Başı boynuma gömüldü ve geçtiği yerleri ıslatıp emiyor ve dişlerini görmüyordu. "Bilmem koruduğu çok fazla kişi var." Öpücükleri birer sulu yol oluşturdu. Omzuma değen dudakları sertleşmeye başladı. Emerek öpüyordu artık. Kalbim patlamaya hazır bir bombaydı. Bedenim yanıyordu. "Beni koruduğun gibi başkalarını da korudun mu?" Nefes nefes sorduğum bu soru karşısında bilinçsizce sorduğumu fark etmiştim. Korumuş olabilirdi.

Hareketleri hızlanmıştı. Altımdaki pantolonun ipini söküp belimde genişlemesine neden oldu. Çok geçmeden çekiştirdi ve bacaklarımı açığa çıkardı. "Sara'nın sayısız koruması var." Yani o değilse bile benim gibi koruması olan çok kişi vardı. Üstündeki adama baktım. Hala giyinikti. Kazağının kenarında çekiştirdiğim ve bana yardımcı olarak kaslı olduğu kadar yara izleriyle donanmış cildini sunmaya başladı.

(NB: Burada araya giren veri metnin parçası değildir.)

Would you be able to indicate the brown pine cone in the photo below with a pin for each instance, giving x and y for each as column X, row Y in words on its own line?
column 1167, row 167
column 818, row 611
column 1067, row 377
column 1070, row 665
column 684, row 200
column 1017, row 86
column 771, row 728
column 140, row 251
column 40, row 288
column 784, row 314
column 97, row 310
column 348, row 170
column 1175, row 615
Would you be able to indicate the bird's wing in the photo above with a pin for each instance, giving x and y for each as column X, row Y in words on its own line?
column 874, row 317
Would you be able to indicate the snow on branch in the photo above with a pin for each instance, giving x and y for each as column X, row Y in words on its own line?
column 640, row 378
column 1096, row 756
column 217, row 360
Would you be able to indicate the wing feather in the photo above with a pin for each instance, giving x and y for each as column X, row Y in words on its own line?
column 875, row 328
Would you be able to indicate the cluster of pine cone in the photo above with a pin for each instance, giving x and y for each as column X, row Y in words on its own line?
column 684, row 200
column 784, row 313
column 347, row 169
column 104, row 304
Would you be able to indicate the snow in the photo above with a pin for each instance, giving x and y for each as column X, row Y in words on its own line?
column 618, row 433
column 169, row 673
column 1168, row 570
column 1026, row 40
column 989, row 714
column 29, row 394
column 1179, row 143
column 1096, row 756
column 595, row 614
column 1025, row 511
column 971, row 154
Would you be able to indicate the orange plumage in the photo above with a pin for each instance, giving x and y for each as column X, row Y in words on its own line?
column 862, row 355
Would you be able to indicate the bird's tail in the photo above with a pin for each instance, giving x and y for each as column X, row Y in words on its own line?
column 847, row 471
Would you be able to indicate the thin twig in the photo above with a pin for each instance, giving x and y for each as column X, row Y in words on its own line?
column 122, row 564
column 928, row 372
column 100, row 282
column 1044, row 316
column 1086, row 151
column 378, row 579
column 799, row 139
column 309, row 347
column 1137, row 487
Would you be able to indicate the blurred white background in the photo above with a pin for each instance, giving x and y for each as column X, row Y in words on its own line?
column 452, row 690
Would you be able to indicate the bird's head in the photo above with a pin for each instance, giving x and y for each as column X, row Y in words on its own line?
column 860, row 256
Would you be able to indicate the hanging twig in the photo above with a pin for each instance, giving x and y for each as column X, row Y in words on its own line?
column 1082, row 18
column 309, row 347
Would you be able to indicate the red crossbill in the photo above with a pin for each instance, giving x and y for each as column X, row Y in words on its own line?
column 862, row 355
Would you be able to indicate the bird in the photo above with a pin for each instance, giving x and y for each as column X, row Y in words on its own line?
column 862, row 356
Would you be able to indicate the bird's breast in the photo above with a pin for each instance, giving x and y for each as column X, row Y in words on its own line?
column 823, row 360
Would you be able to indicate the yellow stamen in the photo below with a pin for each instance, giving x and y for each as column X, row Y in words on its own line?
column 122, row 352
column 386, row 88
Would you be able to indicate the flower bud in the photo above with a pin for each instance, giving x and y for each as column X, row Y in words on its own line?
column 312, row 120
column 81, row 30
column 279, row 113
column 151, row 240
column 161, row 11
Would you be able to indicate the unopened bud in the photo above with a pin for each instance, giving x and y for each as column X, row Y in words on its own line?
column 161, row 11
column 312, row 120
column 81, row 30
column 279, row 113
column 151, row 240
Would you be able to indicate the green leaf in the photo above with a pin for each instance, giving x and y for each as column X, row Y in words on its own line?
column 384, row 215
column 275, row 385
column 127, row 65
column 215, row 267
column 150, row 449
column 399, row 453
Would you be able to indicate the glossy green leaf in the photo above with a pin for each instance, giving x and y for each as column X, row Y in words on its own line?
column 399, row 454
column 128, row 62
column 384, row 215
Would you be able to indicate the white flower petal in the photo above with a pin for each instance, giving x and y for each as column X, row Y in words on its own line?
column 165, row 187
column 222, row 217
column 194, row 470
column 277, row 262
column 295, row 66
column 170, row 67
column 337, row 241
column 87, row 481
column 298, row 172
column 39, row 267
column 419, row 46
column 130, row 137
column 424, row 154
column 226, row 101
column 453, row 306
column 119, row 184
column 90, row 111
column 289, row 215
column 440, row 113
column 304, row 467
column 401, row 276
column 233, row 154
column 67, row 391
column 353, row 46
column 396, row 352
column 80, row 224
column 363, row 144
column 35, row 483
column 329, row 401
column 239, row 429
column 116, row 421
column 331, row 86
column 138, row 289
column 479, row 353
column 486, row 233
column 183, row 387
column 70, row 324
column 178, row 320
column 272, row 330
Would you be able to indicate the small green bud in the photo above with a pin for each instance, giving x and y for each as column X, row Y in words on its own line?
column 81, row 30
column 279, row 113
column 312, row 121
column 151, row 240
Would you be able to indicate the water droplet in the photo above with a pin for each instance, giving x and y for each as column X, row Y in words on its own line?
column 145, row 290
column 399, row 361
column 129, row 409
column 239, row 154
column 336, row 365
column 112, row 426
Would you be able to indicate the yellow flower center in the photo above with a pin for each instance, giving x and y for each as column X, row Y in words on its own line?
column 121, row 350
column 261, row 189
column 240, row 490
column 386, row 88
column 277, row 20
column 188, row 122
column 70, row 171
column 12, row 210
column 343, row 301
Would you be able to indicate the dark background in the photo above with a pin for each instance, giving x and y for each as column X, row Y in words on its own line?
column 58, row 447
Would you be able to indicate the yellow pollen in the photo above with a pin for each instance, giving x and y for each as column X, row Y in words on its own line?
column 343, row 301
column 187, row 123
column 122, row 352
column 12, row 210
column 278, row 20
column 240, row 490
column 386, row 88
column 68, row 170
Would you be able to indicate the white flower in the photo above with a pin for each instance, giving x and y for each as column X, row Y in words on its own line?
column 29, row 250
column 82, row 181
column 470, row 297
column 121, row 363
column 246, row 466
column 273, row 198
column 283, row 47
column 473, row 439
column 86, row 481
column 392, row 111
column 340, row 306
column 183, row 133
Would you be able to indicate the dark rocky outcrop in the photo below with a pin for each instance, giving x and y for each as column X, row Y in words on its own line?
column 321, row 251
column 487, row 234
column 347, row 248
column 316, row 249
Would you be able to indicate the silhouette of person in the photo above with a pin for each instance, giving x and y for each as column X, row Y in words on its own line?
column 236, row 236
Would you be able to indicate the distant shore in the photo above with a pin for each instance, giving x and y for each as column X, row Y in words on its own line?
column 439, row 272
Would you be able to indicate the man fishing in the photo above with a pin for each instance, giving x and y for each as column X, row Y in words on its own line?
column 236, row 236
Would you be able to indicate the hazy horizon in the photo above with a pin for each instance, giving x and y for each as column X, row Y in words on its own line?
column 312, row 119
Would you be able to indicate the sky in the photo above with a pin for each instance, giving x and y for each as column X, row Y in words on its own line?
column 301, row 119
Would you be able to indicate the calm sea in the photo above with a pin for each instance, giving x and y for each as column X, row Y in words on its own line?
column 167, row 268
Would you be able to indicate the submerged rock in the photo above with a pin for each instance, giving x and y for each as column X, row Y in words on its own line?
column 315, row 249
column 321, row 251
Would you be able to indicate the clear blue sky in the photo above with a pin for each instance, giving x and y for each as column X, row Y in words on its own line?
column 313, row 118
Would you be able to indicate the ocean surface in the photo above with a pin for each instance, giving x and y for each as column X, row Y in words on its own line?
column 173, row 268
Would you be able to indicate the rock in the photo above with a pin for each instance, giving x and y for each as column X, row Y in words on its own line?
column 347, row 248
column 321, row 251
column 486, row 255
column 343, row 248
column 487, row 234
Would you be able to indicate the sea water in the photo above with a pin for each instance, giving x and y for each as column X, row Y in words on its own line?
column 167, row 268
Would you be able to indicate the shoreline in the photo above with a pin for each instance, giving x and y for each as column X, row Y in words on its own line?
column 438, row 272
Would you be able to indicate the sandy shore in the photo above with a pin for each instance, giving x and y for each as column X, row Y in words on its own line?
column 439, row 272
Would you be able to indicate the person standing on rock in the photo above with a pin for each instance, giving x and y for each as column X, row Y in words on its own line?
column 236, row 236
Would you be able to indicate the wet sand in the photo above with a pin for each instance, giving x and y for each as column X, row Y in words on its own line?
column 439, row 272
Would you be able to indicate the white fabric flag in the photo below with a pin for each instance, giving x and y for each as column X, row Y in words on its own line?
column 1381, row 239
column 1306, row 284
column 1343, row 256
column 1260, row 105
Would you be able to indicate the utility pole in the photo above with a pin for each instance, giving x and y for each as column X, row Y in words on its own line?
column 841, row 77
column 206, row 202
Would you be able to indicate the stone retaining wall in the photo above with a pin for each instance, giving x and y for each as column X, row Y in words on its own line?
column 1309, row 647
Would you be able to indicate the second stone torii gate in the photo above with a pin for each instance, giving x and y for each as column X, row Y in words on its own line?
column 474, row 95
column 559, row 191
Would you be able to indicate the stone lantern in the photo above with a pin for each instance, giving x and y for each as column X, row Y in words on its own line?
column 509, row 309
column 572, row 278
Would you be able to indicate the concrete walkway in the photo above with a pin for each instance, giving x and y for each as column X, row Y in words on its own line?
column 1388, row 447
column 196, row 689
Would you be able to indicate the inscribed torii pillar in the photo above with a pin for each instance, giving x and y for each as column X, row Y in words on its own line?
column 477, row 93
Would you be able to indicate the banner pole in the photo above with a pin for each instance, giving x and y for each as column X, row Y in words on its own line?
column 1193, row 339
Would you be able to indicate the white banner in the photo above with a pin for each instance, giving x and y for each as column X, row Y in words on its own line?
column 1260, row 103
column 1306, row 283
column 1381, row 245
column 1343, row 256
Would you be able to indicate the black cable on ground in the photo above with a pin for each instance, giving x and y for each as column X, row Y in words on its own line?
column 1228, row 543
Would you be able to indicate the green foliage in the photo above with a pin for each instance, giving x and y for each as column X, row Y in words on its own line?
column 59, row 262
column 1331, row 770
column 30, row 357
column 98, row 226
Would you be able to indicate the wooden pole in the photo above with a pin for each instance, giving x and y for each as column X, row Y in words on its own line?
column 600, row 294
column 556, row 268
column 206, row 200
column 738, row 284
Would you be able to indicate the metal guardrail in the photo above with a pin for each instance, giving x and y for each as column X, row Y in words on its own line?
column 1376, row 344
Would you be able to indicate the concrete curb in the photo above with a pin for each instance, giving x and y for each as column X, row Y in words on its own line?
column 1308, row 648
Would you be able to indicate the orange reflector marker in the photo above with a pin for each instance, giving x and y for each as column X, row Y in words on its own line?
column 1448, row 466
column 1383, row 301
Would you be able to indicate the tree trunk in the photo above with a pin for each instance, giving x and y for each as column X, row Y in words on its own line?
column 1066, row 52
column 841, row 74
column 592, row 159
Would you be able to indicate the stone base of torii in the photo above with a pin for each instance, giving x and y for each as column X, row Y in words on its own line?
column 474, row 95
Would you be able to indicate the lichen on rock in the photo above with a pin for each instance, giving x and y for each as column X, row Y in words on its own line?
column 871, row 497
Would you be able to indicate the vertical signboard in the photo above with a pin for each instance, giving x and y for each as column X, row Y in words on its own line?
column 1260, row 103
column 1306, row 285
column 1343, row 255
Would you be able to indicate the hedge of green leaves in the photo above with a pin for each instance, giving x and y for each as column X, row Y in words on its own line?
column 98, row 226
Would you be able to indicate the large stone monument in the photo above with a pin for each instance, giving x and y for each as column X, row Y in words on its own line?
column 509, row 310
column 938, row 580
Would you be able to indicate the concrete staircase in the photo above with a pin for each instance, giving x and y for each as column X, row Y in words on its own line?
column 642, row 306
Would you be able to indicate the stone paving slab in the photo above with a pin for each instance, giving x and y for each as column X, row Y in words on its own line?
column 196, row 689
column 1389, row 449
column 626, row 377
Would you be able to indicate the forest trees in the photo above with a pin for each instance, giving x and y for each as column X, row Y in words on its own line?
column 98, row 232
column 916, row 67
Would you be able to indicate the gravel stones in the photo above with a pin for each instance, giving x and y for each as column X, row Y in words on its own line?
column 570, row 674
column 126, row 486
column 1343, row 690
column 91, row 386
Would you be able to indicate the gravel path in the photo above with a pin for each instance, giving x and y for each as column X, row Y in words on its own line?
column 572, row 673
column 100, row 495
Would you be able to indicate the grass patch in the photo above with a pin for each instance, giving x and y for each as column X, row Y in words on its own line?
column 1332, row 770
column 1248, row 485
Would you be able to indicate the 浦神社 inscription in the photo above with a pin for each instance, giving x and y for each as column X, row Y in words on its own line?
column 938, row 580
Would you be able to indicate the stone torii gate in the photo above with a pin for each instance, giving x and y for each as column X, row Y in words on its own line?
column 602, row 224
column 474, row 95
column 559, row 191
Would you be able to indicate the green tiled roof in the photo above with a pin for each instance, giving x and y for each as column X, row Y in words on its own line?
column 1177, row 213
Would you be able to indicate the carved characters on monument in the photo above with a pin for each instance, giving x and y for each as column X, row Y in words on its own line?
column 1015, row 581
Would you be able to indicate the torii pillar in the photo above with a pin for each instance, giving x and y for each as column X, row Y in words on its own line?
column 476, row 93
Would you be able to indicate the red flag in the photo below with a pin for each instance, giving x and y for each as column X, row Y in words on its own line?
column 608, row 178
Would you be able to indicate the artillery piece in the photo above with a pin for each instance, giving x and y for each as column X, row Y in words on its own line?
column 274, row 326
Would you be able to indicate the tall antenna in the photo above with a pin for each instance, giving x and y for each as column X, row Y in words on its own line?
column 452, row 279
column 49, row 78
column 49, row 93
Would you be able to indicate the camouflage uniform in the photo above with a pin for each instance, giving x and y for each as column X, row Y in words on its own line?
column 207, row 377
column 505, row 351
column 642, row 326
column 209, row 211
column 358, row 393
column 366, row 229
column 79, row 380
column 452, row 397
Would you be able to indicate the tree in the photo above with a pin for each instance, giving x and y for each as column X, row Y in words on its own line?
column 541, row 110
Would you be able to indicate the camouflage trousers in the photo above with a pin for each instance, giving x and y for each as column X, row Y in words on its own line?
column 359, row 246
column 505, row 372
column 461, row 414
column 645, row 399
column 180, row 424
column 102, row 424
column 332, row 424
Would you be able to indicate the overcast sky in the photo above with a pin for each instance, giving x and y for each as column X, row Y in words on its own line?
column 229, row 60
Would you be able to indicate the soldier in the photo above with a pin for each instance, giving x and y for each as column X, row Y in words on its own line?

"İzleri başka zaman sor." Bakışlarımdan anlamış olmalıydı. Başımla onayladım ve tekrardan dudaklarıma kapanmasını beklentiyle karşıladım. Sulu ve çıkan sesler zihnimin odacıklarına dağıtıyordu. Altındaki bedenim kıvranıyor. Yanan yerlerimden sıcaklıklar akıyordu. İsteğim onun bana dokunmasıyla daha da körükleniyor ve daha fazlasını istemeye başlıyordum.

"Sidar!" Diye inledim çünkü soğuk parmakları hedefini belirlemişti. "Küçük deliğin beni mi istiyor?" Sadece bu duyduğuma hırlarcasına inledim ve bu sesin bana ait olduğuna inanamadım. Buna karşılık beni daha sert öpmeye başladı. Bedenimde yankılanan duygular karmakarışık bir hal almıştı. Birden fazla yanım atmaya başladı. Damarlarımdan geçen kanı hissediyordum ve şuan da en çok bacak aramda atan bir kalbim vardı.

"Beni hisset." Kendimden destek alarak yükseldim ve ona değen heybetiyle aynı anda inlemeye başlamamız bir oldu. O bunu dudağımı daha sert öpüp çekiştirmesine yol açtığında onun gücü karşısında çenem uyuşmuş ancak bu umrunda olmamıştı. İki eli aynı anca kasıklarımda duran bez parçasını çekiştirdi ve o yırtılma sesi geldi. Bedenim bu sese zangır zangır titredi ve gözlerim büyüdü.

"Merak etme içini de böyle yırtıp geçeceğim." Boğuk sesi netti. Bunu yapacağına dair yeminler ediyordu. Kayıp giden bez parçası ıslanmış ve geçerken tenime nemini bırakmıştı. Gözümün önüne gelen bordo külota şaşkınlıkla bakarken onun ne yapacağını izlemeye başladım. Burnuna yaklaştırdı. Nefesini tutmuş öylece bekliyordum.